I didn't get the connection to the scalable mode.

if required we can still use caching mode to imply running as a guest.
Just need to make sure its implementation conforming to the VT-d spec.

>
> Remove the caching mode check before device TLB invalidation to ensure
> compatibility with the scalable mode use cases.
>
> Fixes: 792fb43ce2c9 ("iommu/vt-d: Enable Intel IOMMU scalable mode by
> default")
> Signed-off-by: Lu Baolu <baolu.lu@xxxxxxxxxxxxxxx>
> ---
> drivers/iommu/intel/iommu.c | 5 ++---
> 1 file changed, 2 insertions(+), 3 deletions(-)
>
> diff --git a/drivers/iommu/intel/iommu.c b/drivers/iommu/intel/iommu.c
> index 493b6a600394..681789b1258d 100644
> --- a/drivers/iommu/intel/iommu.c
> +++ b/drivers/iommu/intel/iommu.c
> @@ -1501,7 +1501,7 @@ static void iommu_flush_iotlb_psi(struct
> intel_iommu *iommu,
> else
> __iommu_flush_iotlb_psi(iommu, did, pfn, pages, ih);
>
> - if (!cap_caching_mode(iommu->cap) && !map)
> + if (!map)
> iommu_flush_dev_iotlb(domain, addr, mask);

as commented earlier better squash this in patch1.

> }
>
> @@ -1575,8 +1575,7 @@ static void intel_flush_iotlb_all(struct
> iommu_domain *domain)
> iommu->flush.flush_iotlb(iommu, did, 0, 0,
> DMA_TLB_DSI_FLUSH);
>
> - if (!cap_caching_mode(iommu->cap))
> - iommu_flush_dev_iotlb(dmar_domain, 0,
> MAX_AGAW_PFN_WIDTH);
> + iommu_flush_dev_iotlb(dmar_domain, 0,
> MAX_AGAW_PFN_WIDTH);
> }
>

I'm hesitating to agree with this change.

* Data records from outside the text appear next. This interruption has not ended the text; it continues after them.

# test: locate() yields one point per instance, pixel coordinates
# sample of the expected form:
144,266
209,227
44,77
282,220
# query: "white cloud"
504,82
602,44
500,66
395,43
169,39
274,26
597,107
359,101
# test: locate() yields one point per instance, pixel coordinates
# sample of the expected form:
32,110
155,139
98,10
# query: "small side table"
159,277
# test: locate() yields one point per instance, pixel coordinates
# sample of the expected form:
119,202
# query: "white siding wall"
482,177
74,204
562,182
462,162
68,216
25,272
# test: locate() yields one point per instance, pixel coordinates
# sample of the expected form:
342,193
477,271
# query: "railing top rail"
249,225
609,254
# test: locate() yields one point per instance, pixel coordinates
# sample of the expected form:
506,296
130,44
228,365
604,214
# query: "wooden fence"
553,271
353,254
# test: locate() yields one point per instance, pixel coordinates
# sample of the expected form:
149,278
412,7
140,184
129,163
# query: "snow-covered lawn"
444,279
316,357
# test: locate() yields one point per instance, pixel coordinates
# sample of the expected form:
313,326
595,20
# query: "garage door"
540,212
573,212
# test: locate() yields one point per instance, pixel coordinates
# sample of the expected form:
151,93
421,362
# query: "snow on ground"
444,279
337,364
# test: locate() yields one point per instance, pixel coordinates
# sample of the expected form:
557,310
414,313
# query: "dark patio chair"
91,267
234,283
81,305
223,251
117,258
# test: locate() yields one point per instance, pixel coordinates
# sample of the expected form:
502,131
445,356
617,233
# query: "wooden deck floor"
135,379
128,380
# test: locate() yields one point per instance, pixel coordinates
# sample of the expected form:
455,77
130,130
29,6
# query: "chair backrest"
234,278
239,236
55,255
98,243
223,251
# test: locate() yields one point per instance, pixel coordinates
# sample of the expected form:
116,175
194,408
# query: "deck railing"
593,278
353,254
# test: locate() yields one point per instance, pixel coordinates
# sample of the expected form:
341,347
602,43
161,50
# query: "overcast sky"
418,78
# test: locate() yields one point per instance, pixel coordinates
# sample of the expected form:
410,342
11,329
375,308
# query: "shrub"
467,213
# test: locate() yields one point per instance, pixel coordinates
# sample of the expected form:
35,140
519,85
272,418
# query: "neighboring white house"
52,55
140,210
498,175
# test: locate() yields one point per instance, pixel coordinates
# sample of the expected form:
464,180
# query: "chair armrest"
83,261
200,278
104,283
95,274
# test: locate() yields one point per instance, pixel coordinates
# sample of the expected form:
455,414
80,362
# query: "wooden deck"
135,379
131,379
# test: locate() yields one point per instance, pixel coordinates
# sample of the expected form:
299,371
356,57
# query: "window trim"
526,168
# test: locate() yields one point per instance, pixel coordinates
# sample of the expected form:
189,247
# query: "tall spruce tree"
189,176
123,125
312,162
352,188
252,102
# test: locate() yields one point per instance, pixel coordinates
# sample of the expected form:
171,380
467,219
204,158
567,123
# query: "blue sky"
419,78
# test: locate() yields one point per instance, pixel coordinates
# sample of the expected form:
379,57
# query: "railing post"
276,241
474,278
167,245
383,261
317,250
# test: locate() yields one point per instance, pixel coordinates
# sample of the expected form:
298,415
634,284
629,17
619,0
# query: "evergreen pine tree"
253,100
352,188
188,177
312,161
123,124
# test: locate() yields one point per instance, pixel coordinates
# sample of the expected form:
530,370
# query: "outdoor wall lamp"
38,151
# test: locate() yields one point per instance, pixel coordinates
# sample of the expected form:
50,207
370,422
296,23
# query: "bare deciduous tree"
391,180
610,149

Strictly speaking it's correct.
but w/o supporting batch invalidation this implies performance drop
on viommu due to more VM-exits and there may incur user complaints
when their VMs upgrade to a newer kernel version.

So it'd be better to keep this behavior and fix it together with batch
invalidation support. Anyway none of the viommu implementations
today (either shadow or nested translation) relies on the correct
devtlb behavior from the guest otherwise it's already broken.